Spunti di riflessione sulle città in fiamme;
ciò che allarma è la diffusione del fenomeno
e l’estrema violenza che lo caratterizza.

In questa strana estate, dal mondo arrivano notizie di fermento e, quel che più colpisce, un fermento che investe anche zone normalmente tranquille ed opulente, come Londra e l’Inghilterra.

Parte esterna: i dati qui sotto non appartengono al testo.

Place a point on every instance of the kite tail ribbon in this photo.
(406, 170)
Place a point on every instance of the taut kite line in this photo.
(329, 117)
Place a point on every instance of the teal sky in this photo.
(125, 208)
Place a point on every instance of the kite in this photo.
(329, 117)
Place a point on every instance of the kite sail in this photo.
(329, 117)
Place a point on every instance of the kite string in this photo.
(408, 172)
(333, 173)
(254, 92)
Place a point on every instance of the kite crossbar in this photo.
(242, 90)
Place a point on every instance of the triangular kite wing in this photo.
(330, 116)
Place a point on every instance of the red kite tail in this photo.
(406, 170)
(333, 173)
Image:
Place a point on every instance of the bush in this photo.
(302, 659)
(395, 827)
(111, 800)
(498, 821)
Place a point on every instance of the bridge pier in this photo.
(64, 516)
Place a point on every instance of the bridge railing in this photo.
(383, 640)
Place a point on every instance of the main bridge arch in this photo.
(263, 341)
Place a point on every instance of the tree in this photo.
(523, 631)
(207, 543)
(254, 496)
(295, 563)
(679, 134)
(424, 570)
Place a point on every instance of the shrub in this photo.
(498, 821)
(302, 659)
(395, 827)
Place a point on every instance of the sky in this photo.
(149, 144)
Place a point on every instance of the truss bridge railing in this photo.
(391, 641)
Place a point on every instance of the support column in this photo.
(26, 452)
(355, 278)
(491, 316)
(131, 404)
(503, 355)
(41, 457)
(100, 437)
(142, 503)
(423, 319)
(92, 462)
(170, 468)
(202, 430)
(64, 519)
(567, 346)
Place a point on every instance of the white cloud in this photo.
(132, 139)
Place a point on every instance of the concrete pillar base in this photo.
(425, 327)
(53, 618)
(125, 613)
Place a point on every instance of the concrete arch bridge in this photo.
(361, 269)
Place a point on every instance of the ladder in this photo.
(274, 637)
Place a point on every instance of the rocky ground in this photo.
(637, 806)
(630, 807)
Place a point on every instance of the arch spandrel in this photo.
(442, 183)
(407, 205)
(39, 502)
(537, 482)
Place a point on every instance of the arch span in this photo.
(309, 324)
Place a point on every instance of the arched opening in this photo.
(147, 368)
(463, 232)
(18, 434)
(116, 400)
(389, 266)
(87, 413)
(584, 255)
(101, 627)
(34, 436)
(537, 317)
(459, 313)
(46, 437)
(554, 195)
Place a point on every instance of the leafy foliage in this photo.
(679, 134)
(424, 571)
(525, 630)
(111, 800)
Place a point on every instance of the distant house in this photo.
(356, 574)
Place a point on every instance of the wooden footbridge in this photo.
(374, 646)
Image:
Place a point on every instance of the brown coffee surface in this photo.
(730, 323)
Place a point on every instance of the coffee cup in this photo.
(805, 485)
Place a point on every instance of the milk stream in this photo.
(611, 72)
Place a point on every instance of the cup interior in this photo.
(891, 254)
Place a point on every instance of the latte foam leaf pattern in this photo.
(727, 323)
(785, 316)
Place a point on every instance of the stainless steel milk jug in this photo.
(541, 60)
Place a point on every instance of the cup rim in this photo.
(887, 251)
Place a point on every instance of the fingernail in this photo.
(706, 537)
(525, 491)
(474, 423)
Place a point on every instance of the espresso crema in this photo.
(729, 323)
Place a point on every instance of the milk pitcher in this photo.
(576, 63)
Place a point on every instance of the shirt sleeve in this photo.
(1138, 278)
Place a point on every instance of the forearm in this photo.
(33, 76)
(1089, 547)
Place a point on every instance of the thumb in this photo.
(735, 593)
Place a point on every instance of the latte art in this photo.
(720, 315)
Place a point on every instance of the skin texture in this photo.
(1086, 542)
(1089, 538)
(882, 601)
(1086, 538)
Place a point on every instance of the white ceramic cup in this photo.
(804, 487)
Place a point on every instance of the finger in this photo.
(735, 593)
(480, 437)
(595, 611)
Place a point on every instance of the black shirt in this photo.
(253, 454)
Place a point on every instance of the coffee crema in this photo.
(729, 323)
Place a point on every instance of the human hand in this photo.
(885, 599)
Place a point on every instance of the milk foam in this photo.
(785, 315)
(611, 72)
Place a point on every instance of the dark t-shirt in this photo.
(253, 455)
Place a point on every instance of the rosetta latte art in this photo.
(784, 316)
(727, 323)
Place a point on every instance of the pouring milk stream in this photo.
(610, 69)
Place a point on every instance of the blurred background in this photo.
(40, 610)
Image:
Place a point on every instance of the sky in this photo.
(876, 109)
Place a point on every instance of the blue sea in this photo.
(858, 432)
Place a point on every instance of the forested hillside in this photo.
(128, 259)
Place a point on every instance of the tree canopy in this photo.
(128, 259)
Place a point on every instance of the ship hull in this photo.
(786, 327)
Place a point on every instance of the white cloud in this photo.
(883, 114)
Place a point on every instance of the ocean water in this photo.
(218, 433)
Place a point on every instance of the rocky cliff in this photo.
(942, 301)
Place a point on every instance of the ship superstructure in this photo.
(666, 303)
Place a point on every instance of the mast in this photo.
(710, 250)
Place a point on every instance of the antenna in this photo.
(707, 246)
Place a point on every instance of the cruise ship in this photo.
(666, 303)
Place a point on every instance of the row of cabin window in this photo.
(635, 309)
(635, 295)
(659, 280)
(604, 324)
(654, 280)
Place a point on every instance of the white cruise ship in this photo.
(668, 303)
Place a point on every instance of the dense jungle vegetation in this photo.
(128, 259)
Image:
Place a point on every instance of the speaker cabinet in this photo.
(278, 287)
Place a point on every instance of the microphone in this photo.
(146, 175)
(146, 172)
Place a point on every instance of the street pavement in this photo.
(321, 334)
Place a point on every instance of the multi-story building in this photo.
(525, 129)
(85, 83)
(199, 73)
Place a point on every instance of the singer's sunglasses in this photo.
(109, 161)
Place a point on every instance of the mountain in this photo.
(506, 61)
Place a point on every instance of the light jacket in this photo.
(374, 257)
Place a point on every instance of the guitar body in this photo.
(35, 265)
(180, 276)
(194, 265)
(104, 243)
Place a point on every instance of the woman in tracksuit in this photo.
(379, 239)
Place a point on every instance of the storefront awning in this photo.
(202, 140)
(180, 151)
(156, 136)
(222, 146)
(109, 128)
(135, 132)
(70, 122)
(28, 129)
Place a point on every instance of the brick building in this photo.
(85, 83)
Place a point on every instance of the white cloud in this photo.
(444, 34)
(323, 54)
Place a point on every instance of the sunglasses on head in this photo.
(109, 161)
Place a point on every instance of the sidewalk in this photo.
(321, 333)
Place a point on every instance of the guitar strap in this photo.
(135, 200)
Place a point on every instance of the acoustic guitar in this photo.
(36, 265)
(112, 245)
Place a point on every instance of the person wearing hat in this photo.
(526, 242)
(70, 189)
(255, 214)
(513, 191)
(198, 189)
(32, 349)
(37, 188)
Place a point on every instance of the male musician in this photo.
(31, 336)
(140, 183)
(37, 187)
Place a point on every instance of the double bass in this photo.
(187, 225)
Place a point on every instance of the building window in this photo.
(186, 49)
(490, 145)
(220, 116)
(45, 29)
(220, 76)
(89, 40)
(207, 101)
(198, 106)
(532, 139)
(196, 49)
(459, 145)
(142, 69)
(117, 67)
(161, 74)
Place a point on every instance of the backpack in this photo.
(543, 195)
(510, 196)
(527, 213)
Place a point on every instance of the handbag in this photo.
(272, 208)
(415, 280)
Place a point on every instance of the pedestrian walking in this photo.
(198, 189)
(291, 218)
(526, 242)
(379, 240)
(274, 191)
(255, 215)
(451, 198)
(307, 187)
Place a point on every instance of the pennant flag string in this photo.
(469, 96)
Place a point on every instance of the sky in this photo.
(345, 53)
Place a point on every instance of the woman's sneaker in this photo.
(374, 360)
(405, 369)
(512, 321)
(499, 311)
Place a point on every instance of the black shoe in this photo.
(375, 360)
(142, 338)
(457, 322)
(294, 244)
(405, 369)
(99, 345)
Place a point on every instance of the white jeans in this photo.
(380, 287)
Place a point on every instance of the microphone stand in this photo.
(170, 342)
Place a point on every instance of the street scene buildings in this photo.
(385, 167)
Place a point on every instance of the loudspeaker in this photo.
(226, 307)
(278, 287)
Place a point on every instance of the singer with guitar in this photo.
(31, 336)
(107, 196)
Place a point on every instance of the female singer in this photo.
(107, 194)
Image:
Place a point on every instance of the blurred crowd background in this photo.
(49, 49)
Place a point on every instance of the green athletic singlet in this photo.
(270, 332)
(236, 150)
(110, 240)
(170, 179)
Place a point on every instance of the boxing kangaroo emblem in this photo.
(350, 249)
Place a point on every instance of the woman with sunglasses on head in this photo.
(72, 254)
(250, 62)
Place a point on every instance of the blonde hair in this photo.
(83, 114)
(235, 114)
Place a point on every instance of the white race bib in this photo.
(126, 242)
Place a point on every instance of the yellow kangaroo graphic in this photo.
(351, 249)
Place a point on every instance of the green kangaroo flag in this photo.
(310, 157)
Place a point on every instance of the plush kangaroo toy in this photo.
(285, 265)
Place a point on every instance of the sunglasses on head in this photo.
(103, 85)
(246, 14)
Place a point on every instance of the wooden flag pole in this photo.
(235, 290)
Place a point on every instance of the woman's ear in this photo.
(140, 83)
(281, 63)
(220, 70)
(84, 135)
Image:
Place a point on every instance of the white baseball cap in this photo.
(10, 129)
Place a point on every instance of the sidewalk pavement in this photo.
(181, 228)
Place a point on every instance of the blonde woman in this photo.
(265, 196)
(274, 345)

Mi tornano in mente le pagine scritte da Manzoni sulla guerra del pane: i poveri allo stremo saccheggiavano i forni per procacciarsi i mezzi di sostentamento basilari e – a giudicare da quanto ci viene raccontato – le scene non dovevano essere poi tanto diverse da oggi!
Quella guerra per il sostentamento avveniva nel ‘600, eppure la Storia in qualche modo si ripete, anche se con modalità “adeguate” ai tempi: oggi si saccheggia un negozio di Nike o di Polo, piuttosto che prendersela con i forni, che, peraltro, non esistono nemmeno più come negozietto di quartiere …
Farei una riflessione anche su CHI sta protestando visto che la rivolta è giovane: si tratta di ragazzi, forse annoiati o semplicemente disperati in vista di un futuro senza speranze né prospettive.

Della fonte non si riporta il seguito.